At roughly half the length of the its predecessor, the disc's second piece evolves on the persuasive clout of Taylor's solitary keys. Parsing out blocks of notes charged with melodic vitality and punctuating the industry with plunging strokes, Taylor sounds so galvanizing that the ensemble waiting in the wings is hardly missed. Five minutes in, Duval's throbbing figures appear in swollen counterpoint to the pianist's more fastidious runs. Next to arrive are Sjöstrom's squealing soprano and Krall's palpitating brushes, though the bulk of the space is given over to Taylor supported mainly by strings. Honsinger in particular outdoes himself, scaring up dizzying harmonic streaks that conjure the acrid scent of smoldering rosin in the mind's nostrils.

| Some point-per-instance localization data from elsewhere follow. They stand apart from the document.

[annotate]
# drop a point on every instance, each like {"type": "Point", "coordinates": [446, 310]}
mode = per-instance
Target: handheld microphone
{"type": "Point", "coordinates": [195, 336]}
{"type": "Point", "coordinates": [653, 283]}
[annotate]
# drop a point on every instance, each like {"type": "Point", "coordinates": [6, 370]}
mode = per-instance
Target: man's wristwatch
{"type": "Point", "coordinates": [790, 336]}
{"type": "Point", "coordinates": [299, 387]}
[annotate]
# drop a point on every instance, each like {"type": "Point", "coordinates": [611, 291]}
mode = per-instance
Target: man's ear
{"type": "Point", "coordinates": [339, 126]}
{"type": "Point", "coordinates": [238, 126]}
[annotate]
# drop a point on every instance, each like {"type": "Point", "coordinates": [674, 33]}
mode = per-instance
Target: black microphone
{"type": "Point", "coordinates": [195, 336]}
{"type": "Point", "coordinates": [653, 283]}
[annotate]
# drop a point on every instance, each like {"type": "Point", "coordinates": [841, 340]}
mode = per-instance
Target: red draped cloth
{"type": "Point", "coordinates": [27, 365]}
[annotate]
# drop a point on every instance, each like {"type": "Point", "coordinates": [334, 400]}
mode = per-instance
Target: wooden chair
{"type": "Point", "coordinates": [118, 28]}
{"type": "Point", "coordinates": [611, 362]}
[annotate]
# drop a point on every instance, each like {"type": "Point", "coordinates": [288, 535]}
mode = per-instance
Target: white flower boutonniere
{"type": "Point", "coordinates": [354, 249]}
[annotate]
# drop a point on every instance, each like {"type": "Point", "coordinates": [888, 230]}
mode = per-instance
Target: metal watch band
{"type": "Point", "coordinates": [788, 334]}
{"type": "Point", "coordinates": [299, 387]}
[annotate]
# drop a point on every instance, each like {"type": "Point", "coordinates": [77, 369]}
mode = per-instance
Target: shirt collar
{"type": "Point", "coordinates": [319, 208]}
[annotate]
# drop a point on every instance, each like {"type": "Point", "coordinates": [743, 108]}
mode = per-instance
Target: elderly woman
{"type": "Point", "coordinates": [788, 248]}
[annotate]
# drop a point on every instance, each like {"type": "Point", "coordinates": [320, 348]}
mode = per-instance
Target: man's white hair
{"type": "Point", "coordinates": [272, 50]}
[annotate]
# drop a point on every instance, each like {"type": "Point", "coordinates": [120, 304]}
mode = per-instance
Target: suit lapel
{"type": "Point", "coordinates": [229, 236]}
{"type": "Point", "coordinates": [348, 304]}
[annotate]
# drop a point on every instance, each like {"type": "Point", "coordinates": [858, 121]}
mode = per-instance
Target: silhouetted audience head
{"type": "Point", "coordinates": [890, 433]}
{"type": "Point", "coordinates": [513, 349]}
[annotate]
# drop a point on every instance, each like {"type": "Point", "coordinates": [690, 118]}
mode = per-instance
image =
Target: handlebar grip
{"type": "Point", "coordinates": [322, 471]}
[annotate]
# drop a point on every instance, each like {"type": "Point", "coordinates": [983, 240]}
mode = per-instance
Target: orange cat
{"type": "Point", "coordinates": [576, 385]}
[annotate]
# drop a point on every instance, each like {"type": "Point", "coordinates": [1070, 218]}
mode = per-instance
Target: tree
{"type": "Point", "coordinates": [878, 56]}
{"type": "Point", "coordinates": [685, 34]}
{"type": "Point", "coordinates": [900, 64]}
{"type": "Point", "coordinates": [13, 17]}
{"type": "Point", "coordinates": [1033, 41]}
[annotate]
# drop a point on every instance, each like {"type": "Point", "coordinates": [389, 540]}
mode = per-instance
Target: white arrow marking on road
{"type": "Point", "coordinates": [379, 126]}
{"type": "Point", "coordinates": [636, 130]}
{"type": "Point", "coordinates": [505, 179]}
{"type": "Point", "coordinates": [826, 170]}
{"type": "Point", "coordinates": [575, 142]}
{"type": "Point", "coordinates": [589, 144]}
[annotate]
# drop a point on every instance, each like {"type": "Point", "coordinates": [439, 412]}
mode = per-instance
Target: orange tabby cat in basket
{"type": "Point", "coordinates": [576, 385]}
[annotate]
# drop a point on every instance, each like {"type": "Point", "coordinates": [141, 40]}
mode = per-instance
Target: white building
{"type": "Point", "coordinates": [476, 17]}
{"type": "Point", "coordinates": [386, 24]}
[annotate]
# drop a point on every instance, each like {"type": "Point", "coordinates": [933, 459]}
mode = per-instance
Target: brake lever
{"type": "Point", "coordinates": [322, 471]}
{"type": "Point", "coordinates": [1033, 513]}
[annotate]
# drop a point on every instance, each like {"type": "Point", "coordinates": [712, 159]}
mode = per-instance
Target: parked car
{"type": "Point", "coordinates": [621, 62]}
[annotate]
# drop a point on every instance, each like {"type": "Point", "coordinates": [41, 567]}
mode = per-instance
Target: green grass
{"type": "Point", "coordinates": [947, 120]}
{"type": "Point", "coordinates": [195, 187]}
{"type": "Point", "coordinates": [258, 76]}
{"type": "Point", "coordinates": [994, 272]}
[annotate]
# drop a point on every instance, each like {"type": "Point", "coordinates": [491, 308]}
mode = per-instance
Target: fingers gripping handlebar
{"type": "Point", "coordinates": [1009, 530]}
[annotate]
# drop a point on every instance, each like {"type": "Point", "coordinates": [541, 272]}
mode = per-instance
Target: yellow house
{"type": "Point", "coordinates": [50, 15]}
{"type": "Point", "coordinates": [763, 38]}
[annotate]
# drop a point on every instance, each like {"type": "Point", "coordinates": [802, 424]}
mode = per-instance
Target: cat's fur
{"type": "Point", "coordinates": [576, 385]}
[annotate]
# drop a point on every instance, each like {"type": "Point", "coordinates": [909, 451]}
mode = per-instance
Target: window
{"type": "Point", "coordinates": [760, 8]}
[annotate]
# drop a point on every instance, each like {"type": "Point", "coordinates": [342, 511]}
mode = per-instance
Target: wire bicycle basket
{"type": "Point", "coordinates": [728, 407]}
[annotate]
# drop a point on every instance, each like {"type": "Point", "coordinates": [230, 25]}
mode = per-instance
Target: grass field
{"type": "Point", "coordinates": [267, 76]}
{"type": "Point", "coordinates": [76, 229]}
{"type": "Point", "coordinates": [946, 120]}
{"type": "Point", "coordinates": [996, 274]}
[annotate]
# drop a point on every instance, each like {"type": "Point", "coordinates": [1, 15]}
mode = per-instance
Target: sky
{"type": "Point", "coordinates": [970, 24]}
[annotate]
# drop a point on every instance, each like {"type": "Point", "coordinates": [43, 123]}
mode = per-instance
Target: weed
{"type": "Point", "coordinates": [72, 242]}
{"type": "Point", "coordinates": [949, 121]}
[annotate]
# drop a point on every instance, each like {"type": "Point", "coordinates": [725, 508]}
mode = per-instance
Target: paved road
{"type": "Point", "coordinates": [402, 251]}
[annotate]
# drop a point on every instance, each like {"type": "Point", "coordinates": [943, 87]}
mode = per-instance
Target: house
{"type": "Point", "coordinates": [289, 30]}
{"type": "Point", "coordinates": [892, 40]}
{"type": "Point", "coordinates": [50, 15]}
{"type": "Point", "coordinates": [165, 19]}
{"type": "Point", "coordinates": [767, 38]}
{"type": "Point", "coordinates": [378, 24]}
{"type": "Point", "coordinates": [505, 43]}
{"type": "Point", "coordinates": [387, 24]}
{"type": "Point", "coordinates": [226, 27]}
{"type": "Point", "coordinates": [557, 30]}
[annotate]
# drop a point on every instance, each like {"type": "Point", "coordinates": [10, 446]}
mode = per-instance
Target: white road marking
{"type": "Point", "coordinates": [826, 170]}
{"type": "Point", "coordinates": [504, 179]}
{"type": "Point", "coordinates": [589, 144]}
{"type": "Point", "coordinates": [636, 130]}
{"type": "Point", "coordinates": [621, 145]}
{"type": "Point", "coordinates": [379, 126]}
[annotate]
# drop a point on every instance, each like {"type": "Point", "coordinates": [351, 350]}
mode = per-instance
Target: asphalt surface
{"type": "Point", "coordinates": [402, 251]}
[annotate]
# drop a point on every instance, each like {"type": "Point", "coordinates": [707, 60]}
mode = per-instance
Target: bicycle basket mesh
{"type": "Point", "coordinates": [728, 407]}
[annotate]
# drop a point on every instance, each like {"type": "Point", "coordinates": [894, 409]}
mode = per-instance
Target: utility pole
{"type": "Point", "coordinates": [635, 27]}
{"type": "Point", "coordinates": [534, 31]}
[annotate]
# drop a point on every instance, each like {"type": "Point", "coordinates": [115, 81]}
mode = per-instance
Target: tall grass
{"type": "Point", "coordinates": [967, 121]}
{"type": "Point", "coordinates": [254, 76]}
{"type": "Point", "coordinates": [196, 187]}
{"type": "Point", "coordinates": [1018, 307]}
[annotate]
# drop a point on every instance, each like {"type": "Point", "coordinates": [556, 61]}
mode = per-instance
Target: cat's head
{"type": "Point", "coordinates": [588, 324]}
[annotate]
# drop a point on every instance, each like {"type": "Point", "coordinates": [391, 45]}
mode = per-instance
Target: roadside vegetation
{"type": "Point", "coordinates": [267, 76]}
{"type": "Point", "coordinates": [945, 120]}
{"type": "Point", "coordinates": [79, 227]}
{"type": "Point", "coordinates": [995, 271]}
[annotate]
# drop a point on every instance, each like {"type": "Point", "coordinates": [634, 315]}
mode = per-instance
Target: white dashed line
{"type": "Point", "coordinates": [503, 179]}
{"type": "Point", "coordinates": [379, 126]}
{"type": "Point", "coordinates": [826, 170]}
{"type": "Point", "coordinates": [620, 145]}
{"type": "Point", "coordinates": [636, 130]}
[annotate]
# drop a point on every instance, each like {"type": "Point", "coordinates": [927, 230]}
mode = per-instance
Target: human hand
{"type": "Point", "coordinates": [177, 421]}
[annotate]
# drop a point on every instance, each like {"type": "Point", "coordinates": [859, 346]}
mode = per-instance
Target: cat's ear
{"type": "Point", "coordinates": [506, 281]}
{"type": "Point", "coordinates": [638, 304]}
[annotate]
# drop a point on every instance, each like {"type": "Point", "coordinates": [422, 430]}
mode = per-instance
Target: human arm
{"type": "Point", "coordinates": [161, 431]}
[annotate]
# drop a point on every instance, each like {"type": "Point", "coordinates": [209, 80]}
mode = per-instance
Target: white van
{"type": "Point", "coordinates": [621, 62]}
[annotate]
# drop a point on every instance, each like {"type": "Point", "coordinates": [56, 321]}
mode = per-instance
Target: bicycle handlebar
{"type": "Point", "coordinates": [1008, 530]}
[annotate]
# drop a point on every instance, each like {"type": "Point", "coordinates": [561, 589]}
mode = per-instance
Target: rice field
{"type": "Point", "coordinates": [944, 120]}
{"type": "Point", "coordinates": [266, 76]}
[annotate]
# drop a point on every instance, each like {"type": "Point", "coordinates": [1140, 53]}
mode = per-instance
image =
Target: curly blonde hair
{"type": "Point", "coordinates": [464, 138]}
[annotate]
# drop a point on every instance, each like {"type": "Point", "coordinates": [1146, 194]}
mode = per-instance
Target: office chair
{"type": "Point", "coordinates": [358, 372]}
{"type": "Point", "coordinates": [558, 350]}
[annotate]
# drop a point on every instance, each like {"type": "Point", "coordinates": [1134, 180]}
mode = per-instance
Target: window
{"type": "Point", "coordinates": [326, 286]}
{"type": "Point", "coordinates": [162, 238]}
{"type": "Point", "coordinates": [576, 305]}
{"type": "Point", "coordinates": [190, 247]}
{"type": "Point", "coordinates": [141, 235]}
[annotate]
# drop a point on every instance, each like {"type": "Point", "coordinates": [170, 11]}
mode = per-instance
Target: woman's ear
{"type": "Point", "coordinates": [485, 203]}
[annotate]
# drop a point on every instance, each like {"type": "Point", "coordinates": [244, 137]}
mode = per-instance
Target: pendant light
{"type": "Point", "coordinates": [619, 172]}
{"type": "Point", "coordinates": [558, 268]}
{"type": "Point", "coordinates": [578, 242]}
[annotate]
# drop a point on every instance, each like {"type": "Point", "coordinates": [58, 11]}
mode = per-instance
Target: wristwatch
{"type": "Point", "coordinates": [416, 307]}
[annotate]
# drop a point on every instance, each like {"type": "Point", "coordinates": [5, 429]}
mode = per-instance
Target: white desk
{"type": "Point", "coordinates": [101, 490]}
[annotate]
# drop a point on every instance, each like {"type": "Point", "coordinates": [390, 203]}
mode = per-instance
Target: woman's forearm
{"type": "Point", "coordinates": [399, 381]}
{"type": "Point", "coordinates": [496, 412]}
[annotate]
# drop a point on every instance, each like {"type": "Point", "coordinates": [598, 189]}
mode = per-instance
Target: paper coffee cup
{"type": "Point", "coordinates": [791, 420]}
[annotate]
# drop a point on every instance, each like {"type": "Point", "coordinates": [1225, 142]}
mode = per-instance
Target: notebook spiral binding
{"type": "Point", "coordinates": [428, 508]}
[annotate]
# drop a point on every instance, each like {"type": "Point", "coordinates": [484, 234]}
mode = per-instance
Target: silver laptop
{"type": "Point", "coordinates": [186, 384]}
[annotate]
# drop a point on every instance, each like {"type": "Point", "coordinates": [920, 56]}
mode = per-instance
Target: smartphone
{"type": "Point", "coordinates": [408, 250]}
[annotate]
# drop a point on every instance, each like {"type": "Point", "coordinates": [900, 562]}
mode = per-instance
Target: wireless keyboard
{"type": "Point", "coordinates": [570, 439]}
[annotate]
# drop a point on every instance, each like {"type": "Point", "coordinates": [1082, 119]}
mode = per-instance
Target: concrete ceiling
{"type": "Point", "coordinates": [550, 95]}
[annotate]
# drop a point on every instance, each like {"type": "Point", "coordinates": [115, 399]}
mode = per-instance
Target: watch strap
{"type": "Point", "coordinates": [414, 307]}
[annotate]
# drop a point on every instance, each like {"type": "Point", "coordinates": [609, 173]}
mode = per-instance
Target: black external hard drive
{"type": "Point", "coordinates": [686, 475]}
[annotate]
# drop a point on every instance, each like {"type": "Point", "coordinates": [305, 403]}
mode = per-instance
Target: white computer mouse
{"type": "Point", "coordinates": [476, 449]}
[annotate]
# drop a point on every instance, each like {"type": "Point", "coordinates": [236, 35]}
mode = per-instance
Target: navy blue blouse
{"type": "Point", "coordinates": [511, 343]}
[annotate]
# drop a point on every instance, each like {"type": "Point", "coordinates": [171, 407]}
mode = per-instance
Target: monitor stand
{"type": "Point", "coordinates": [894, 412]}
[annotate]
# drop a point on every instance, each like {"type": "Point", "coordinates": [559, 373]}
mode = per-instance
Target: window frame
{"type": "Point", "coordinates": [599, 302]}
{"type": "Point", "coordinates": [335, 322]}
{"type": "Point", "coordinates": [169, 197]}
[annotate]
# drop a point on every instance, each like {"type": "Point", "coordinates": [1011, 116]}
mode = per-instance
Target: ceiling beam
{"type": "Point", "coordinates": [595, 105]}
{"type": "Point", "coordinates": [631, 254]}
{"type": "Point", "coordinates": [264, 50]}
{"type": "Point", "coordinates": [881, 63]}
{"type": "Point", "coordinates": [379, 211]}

An unexpected passage of relative calm offers spotlight for the cellist's brilliance as he sculpts a swaying jig atop the teetering piano-driven structures. The measured way in which the instruments join the interplay juxtaposes beautifully with the seemingly more ad hoc assemblages on display during the earlier piece. Matthay fires off a few terse brassy notes and the voices return, engaging in a madcap free association of wordplay laced by Levin's cursory flute. Then it's applause, audience wolf whistles and silence.

This concert illustrates both the grandeur and predicament inherent to Taylor's art. The pianist has rarely, if ever, compromised his music. It's why sideman gigs are nearly as rare as hen's teeth in his oeuvre. Audiences usually witness exactly what he intends and this disc is no different. It mandates long attention spans and willing suspensions of listener conceit. Judged in the context of Taylor's complete discography, its less consistent and cohesive than other entries. Even so, the pleasures attainable through careful and patient attention are abundant and enduring. Taylor, now nearing the median of his seventies, remains stubbornly Puckish after all these years.